Important: the holding cost input is applied to flip net profit and also used as the annual cost line in the rental cash flow estimate. If you’re analyzing a rental, enter annual operating costs (not monthly) for the cleanest cash-on-cash number.
70% rule calculator
A fast screening heuristic for offer discipline.
Use it correctly
Use the 70% rule as a first pass, then tighten your offer using your own minimum profit requirement.
The 70% rule is a screening heuristic to avoid overpaying. It’s a quick filter, not a guarantee. Adjust the percentage based on market liquidity, rehab risk, and your confidence in the scope.
Use it as a first pass, then tighten your offer using your own minimum profit requirement.
When the 70% rule fails
The 70% rule can be too strict in hot markets and too loose in slow markets. It also breaks when rehab is uncertain, interiors can’t be verified, or resale costs are high. Use it as a starting point, then underwrite with real comps and realistic timelines.
Max allowable offer calculator real estate
MAO is your purchase price ceiling.
Rule of thumb
MAO = (ARV * 0.70) - Rehab
Then subtract selling costs, closing fees, and your profit target.
The max allowable offer (MAO) is the most you can pay and still hit your return targets. The 70% rule version is (ARV × 0.70) − rehab. Refine from there by subtracting selling costs, fees, and contingency.
How to calculate max allowable offer
Start with ARV, subtract rehab, selling costs, and your required profit. The remainder is your max purchase price. If you’re financing, include points and interest.
How professional investors evaluate foreclosure deals
Serious buyers combine fast math with verified data: tight comps, scoped rehab, conservative timelines, and reserves for surprises. If the deal doesn’t clear your hurdle rate with conservative assumptions, walk.
Foreclosure profit calculator FAQs
Quick answers to common investor questions about the 70% rule, ROI, and max allowable offer.
How does this fix and flip calculator compute net profit?

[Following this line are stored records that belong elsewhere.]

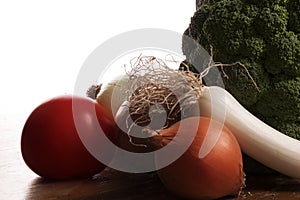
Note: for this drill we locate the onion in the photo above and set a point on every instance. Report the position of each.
(113, 94)
(218, 174)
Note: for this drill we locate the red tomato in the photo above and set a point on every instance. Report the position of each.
(50, 144)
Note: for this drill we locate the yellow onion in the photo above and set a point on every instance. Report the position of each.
(218, 174)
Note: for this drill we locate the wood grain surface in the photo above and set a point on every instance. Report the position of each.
(18, 182)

Net profit is calculated as ARV minus purchase price, rehab costs, holding costs, and estimated financing cost. It’s a simplified investor model designed for fast screening—add closing costs, commissions, and contingencies for a full underwriting.
What is a foreclosure profit calculator used for?

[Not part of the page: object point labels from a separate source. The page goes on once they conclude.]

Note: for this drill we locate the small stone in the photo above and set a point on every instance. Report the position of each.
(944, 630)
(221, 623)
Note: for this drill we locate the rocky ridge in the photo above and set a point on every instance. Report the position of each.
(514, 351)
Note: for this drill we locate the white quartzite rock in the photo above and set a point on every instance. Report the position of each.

A foreclosure profit calculator helps you estimate whether a distressed deal has enough margin after repairs and carrying costs. Investors use it to compare opportunities quickly and avoid overpaying on auction and REO properties.
How does the 70% rule calculator determine max allowable offer?
The 70% rule estimates MAO as (ARV × 0.70) − rehab cost. It’s a quick heuristic to leave room for transaction costs, holding risk, and profit. In competitive markets, investors may tighten or loosen the percentage based on deal risk and exit speed.
Is this a max allowable offer calculator real estate investors can rely on?
It’s reliable for first-pass screening, but it’s not a substitute for full underwriting. For accuracy, validate comps, renovation scope, days-on-market, resale costs, rent assumptions, and financing terms before submitting an offer.